On 17.09.19 08:32, Gavin Lambert via Boost wrote:
> * On Unixes, argv contains whatever byte sequence the shell/caller put
> there.  This might be the actual filename on disk (if they used tab
> completion) or it might be something subtly different (if they typed it
> themselves using some kind of IME), or even a binary blob.  In the first
> two cases, while it is fairly *likely* to be UTF-8 (especially in modern
> systems), it is not guaranteed to be -- the user could be running a
> non-UTF-8 locale, or be accessing a filesystem created by someone who
> was.

Or the user could be running a non-UTF-8 locale, but accessing a
filesystem created by somebody who was using UTF-8 - in which case any
filenames should be in UTF-8, even if the user's locale disagrees.

It is because of this last possibility that I recommend treating all
command-line arguments as UTF-8 on Unix systems, even if running a
non-UTF-8 locale, for all cases where treating them as binary blobs is
impractical.
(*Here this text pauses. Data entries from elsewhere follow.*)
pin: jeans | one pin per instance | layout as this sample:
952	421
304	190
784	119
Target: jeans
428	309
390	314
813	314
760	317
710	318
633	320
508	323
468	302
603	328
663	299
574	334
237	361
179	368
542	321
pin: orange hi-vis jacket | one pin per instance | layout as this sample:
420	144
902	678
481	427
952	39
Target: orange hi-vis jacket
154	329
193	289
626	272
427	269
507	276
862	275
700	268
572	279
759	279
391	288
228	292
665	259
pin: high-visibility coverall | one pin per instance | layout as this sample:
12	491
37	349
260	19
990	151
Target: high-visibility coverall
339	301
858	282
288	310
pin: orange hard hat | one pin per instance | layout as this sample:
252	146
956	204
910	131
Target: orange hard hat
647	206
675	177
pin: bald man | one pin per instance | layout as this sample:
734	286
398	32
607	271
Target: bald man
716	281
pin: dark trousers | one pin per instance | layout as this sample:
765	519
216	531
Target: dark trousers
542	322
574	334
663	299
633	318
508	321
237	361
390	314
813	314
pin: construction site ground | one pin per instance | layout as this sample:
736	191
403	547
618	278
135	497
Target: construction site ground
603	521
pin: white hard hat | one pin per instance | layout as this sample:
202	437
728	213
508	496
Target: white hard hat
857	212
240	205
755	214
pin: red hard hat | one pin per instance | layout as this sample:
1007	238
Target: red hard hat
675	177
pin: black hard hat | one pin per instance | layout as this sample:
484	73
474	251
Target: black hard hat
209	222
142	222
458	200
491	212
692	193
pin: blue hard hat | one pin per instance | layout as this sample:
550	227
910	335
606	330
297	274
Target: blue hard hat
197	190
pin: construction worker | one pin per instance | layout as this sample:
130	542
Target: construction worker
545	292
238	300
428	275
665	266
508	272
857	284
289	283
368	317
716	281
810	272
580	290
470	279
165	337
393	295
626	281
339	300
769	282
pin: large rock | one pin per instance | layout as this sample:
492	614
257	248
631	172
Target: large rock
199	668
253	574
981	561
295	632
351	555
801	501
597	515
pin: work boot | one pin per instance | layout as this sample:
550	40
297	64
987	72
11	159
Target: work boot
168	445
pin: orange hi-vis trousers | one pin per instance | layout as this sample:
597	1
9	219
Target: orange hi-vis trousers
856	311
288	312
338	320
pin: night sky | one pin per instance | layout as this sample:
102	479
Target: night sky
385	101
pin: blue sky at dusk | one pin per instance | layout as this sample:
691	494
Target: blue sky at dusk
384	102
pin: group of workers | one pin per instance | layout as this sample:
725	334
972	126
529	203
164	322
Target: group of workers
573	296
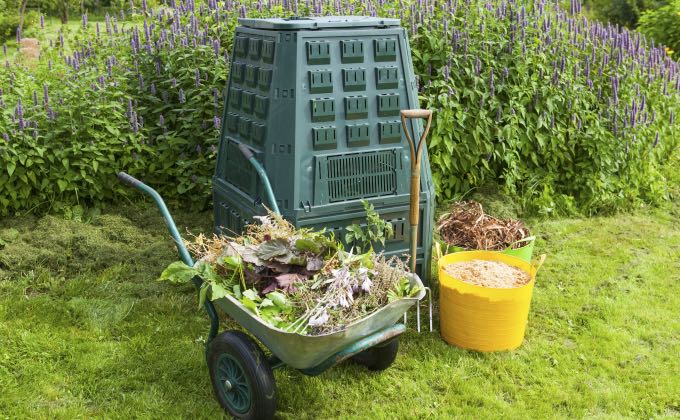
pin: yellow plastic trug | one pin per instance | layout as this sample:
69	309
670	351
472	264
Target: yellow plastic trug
482	318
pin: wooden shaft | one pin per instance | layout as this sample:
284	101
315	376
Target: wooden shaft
416	153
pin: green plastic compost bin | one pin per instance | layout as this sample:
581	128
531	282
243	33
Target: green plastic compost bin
317	100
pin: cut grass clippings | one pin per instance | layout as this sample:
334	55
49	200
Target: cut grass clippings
87	331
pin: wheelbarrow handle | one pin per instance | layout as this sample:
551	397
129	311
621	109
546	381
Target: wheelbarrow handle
137	184
250	157
179	243
416	113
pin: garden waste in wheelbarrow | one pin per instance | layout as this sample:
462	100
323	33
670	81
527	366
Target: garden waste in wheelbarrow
240	372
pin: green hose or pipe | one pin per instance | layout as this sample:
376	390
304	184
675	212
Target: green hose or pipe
248	154
183	252
133	182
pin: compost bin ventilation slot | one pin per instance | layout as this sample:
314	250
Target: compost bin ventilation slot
361	175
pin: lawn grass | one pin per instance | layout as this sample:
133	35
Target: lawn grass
86	331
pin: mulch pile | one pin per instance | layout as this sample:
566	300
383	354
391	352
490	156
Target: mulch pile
467	226
493	274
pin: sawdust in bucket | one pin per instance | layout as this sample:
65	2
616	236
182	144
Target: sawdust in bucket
486	273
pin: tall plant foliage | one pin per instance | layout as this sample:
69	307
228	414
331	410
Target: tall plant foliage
564	113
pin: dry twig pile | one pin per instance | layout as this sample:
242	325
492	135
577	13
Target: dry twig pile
467	226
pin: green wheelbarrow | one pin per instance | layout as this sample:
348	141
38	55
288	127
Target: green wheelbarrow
241	373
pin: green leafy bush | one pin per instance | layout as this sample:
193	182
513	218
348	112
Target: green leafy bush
565	114
663	25
8	26
582	121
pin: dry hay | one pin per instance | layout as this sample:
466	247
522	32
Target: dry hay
467	226
484	273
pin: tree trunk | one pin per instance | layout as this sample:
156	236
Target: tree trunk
22	10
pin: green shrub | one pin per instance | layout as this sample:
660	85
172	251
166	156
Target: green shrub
663	25
581	122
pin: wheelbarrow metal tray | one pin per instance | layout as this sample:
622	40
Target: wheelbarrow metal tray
307	351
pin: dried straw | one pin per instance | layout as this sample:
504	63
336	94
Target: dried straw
467	226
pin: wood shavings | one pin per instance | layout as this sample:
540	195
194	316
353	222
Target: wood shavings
484	273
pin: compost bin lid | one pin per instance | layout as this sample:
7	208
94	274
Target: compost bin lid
322	22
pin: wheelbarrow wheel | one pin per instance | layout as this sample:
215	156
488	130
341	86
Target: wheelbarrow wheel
241	376
378	357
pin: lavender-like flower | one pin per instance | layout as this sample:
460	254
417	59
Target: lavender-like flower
492	89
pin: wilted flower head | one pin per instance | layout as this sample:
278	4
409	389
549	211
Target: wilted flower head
319	319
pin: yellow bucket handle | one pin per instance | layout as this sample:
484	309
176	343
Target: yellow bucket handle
537	263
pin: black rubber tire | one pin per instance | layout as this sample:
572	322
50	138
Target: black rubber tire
379	357
243	356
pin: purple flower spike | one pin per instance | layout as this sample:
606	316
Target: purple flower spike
492	89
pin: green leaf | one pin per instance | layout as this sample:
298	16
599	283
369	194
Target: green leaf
307	245
218	291
248	303
252	295
178	272
62	184
274	248
279	299
233	261
266	302
202	294
237	291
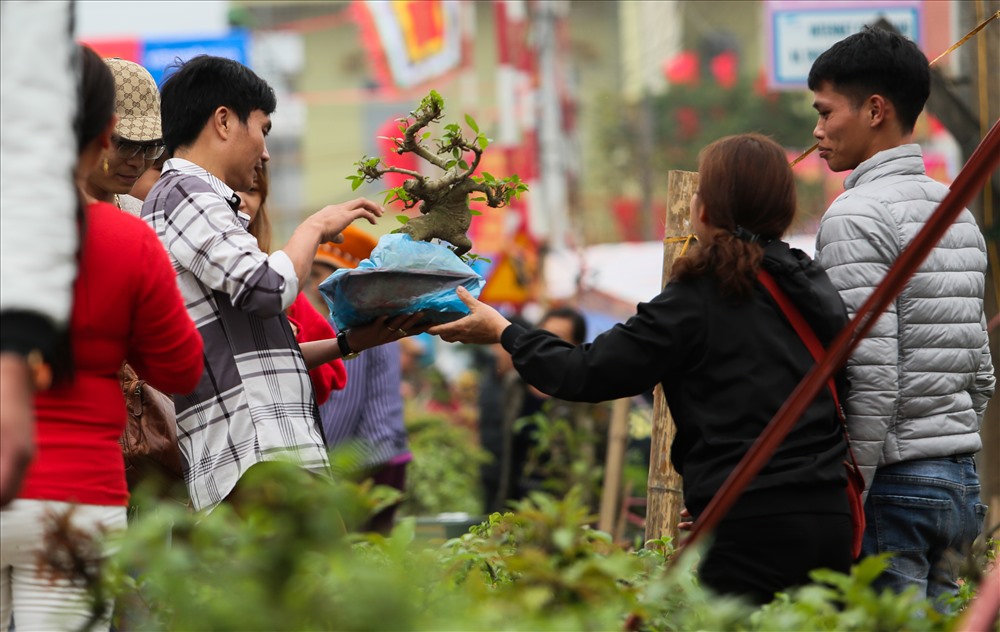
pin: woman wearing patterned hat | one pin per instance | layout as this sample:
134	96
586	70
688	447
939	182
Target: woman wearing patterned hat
121	310
137	141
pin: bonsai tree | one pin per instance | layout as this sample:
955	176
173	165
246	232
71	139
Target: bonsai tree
443	199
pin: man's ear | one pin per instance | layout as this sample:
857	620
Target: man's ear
222	121
879	109
109	131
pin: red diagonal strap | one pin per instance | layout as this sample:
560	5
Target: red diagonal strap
808	337
976	171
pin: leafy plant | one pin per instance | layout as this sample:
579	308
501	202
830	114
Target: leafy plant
443	200
444	473
288	558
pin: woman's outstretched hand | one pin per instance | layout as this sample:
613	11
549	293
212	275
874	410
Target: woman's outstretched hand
483	325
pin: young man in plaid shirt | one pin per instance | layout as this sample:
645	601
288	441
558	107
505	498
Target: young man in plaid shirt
255	401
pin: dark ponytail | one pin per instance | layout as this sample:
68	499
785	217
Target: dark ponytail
97	98
748	193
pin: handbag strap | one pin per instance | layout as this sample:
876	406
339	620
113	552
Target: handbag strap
808	336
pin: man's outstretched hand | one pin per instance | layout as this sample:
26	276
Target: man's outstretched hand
483	325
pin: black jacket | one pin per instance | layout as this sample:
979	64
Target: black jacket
725	368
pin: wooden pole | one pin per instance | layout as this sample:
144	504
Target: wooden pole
614	464
664	496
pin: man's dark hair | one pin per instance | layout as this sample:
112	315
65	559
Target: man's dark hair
876	61
202	85
575	318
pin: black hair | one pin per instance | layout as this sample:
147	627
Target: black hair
203	84
96	104
877	61
575	318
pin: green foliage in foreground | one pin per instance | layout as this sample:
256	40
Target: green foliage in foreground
291	562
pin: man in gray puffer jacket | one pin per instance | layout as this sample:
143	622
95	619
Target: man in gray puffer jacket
921	380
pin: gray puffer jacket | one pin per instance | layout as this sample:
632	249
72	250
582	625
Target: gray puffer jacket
920	381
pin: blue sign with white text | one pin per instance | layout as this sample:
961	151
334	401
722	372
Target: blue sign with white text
161	57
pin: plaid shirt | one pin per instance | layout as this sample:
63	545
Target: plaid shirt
255	400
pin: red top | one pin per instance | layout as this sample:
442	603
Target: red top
126	306
312	326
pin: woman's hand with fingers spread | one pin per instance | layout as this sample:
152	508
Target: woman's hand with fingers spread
483	325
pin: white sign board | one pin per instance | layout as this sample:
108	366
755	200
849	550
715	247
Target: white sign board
798	32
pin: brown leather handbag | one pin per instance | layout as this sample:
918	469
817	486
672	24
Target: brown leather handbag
149	442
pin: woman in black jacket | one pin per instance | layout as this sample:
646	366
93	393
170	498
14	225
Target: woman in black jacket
727	359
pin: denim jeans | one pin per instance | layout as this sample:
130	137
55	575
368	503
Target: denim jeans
927	513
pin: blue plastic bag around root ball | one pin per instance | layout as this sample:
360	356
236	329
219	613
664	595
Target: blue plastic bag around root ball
402	276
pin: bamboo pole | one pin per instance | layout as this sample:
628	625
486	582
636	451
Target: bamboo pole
614	463
664	497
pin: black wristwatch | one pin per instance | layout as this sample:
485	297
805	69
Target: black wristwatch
345	347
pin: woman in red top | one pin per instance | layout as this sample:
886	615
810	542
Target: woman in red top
309	325
126	306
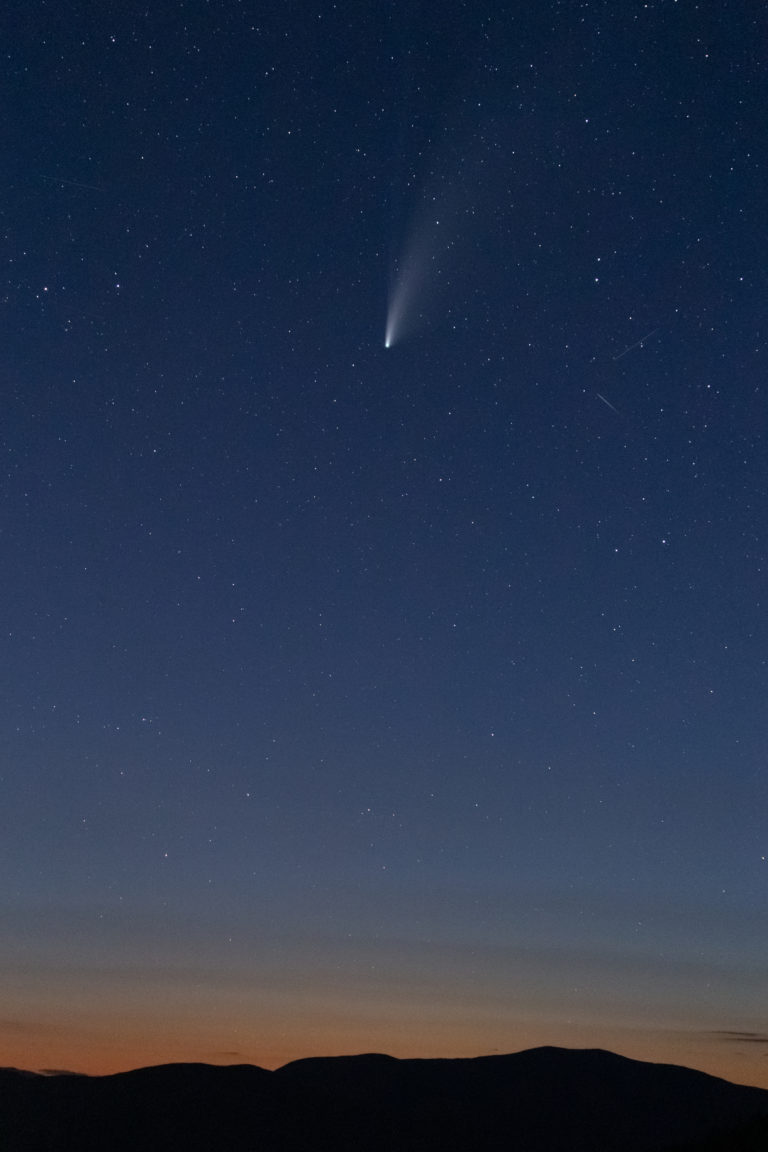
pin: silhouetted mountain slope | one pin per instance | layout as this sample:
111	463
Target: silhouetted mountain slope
542	1100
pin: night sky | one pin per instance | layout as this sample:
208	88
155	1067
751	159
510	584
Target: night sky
383	531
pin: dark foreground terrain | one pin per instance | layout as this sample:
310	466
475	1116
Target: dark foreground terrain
542	1100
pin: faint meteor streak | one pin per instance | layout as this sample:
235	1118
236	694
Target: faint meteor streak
636	345
71	183
608	402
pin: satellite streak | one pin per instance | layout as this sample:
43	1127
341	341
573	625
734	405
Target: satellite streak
636	345
607	402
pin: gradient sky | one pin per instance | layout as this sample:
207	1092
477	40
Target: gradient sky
363	698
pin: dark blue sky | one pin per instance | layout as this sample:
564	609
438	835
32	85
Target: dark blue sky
404	698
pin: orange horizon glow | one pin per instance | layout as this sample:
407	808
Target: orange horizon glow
104	1054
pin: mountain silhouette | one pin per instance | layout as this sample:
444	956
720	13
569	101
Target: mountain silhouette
540	1100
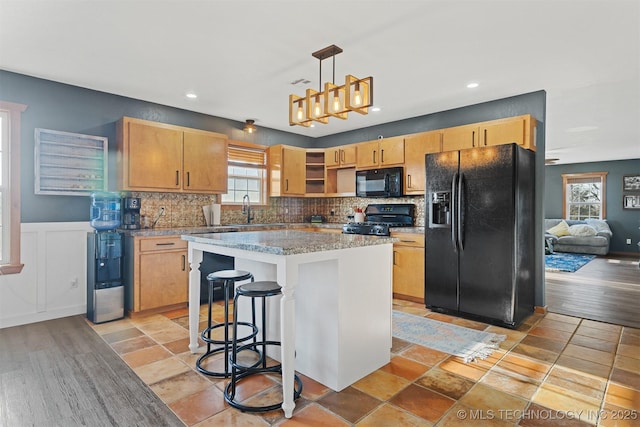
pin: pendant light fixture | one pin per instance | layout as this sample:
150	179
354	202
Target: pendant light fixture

Unix filenames are binary blobs, but the de-facto standard
for interpreting these binary blobs as text is to use UTF-8. How can
two users, running two different locales, share a filesystem? By using
UTF-8 for all filenames, regardless of locale. How should a program
convert command-line arguments into UTF-8 filenames? By assuming that
they are already in UTF-8, because performing any kind of conversion
will cause more problems than it will fix.